In 2011/2012, pee colored skies were so trendy. I'm not sure what the motivation was for this look, perhaps trying to make images look filmy, but it was so bad. I had a friend call me in tears after getting back her wedding photos because they were so yellow. 

pee colored skies-1.jpg


Next we also had some dutch angles with heavy vignettes. This was really popular going way back, probably 2005 or so. I still see some photographers do this on occasion. That crooked photo makes it super artsy (it doesn't). Notice the really heavy dark edges and the oversmoothed skin. 


Next up matte edits became really popular. This was achieved with adjusting the tone curve of the image so that the highlights and shadows are flattened and have very little contrast. Lots of Instagram filters did this to images as well. Many of these images were achieved using VSCO presets. They desaturated certain colors and added extra grain to the image. This was probably circa 2013/14. Some of these are still used today. To me, these images just look heavy and gritty. 

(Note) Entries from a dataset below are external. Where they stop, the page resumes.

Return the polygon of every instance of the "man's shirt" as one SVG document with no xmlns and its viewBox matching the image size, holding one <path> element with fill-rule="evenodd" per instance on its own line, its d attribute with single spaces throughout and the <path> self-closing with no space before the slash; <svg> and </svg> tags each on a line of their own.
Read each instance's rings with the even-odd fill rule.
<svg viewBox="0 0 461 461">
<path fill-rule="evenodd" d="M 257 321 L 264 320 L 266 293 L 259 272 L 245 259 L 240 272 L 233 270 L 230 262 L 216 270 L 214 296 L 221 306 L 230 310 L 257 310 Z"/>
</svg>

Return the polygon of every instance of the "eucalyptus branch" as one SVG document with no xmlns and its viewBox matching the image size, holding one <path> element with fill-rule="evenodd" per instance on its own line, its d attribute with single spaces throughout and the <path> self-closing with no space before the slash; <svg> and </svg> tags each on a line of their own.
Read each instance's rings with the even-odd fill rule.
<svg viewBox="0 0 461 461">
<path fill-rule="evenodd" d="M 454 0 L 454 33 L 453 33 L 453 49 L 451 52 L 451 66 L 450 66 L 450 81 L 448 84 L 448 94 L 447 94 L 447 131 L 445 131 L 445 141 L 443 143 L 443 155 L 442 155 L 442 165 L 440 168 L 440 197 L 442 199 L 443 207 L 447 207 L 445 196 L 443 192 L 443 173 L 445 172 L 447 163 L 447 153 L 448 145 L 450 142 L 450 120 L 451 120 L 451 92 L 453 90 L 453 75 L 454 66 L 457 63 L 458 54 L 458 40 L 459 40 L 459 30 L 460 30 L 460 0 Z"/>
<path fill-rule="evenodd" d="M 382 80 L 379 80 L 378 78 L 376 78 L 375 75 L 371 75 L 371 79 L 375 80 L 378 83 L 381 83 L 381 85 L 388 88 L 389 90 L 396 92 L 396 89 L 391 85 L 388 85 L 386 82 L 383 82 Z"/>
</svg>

Next up we have where we are today. There's a gigantic Facebook group called Looks Like Film and most people are using variations of LXC presets. They might start with the preset and then tweak it, or sometimes they just slap it on and call it good. 

Basically, what's happening is these edits are heavily desaturating green tones, to the point they look grey. Some of them boost skin tones heavily and they look very orange. Most of them look dark/underexposed, and there's also tons of grain added so they look extra gritty. It is NOT my jam, clearly. I'm going to show you a few examples of what I'm talking about here. 

To me, honestly, some of them aren't completely terrible, but it's not timeless at all. Why on earth would you want to kill the gorgeous greens? Also, skin should not look like that on a bright sunny day. 

Notice here how the reds become dull and orange, the greens are gone, and the skin looks sallow.

This one? No. Just no. It's so desaturated it looks like selective color. I made someone mad in a Facebook group last week using this example when I said "nobody should pay money for this." Remember 15 years ago when it was cool to have part of the image in color and the rest black and white? It just looks tacky and dated now. 

This one is the worst, IMO. I photographed a destination wedding in Costa Rica, and I cannot imagine shooting in such a beautiful place and then making all the foliage turn freaking brown. Ick! Notice how the photos is essentially greyscale except their orange skin and her weirdly desaturated bouquet. This is the most face punchable offense of them all. 

Let's not forget black and white. I realize not everyone likes black and white, I personally edit about 10% of my images in B&W and I love how it can bring out the emotion when done right. I like them to be crisp and clear. The LXC black and whites have no black and no white. It's just grey and grey. 

And there you have it. As with most trends, I do expect this to eventually go away. This one is particularly bad, because we have the capabilities to create images that showcase real colors and are crisp and sharp. I think this look works better in some locations than others, it's particularly popular in the PNW and Colorado areas, but people are doing it everywhere. If you are a bride or groom looking to hire a photographer, consider longevity of the editing style when making your decision.